MS does the weirdest things to your mind and body. First and foremost, it had the utter cheek to launch an all-out attack on me (itself?).
Three years ago, my faithful body drew up the battle lines and hunkered down for a long-term offensive, offensive being the operative word. Bits of me started to go wonky, my mind melted into a goo-like mass and my once-trusted-with-my-life body morphed into a despised stranger. I no longer understood what it was doing, or why.
Then there was the terrifying diagnostic process, which in my case was somewhat helped along by a bountiful supply of comfort food. I didn’t care. What was an extra scoop of Mackie’s Indulgent Ice Cream between enemies? Or a special offer bag of M&M’s? Junk was a soothing balm to my battered soul.
And finally, the meds, the steroids. Mind you, one of the courses of steroids meant my Christmas tree was put up in record time a couple of years back. At 3am. And I polished all my lightbulbs and finally got round to painting anti-mould stuff on the bathroom ceiling. They might taste foul, but boy, the energy!

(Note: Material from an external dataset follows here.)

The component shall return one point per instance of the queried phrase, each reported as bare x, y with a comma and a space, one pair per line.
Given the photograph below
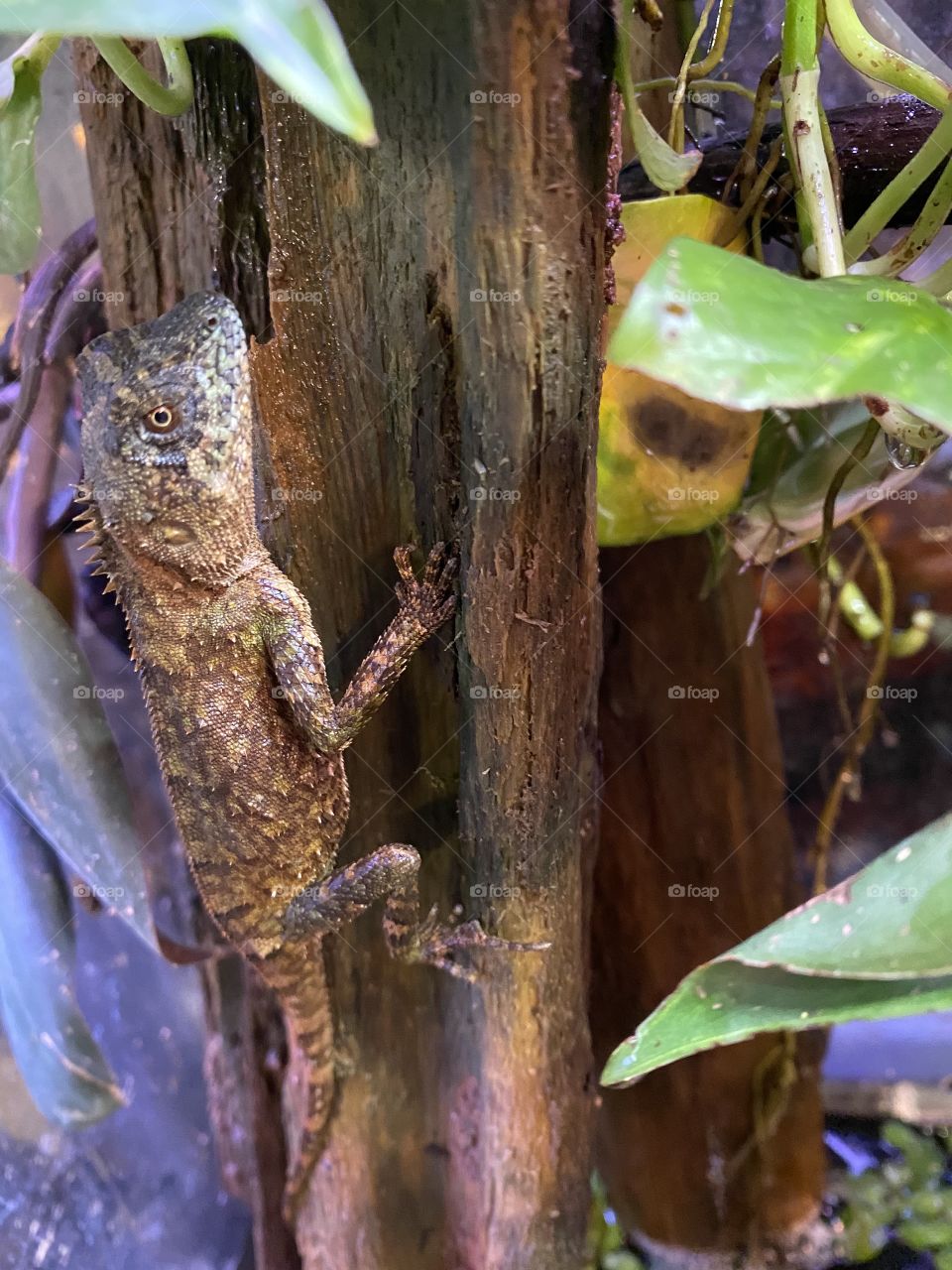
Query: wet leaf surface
876, 947
726, 329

All this has culminated in me just not recognising myself. Who is this large, scowling person staring back at me from shop windows and inappropriately placed mirrors? (a note to all you zeitgeist-y restaurants and wine bars – mirrors may make your place look bigger, but it’s most off-putting when I’m trying to look super-elegant whilst sipping my Martini and carrying on a scintillating conversation, ta).
Anyway, I have reached Crunch(ie) point. I am out of that dark tunnel, blinking into the light of grudging acceptance of this foul illness. And I really don’t like what I see. I used to have cheekbones. I still do, with a bit of Sellotape, but I would like my real ones back please. They’re buried underneath that chubby face, somewhere. I would like to banish the bingo-wings. Tone those thighs. Walk tall again, rather than hunching over and scanning the pavements for tripping hazards.
To that end, yesterday, I met with my brand, shiny, new personal trainer. And I signed up for a year (sits down, takes a moment). He’s the only person alive who knows my true weight. He is inspiring and understanding and won’t put me through gym-bunny crazy intensive workouts. He’s got a lovely holistic approach, perfect for a systemic illness like MS which affects pretty much every single part of your life.
As I write, I have the polish ready to clean up my
doorstop kettlebell. I’ve ordered a dri-fit pair of leggings and t-shirt. I am petrified.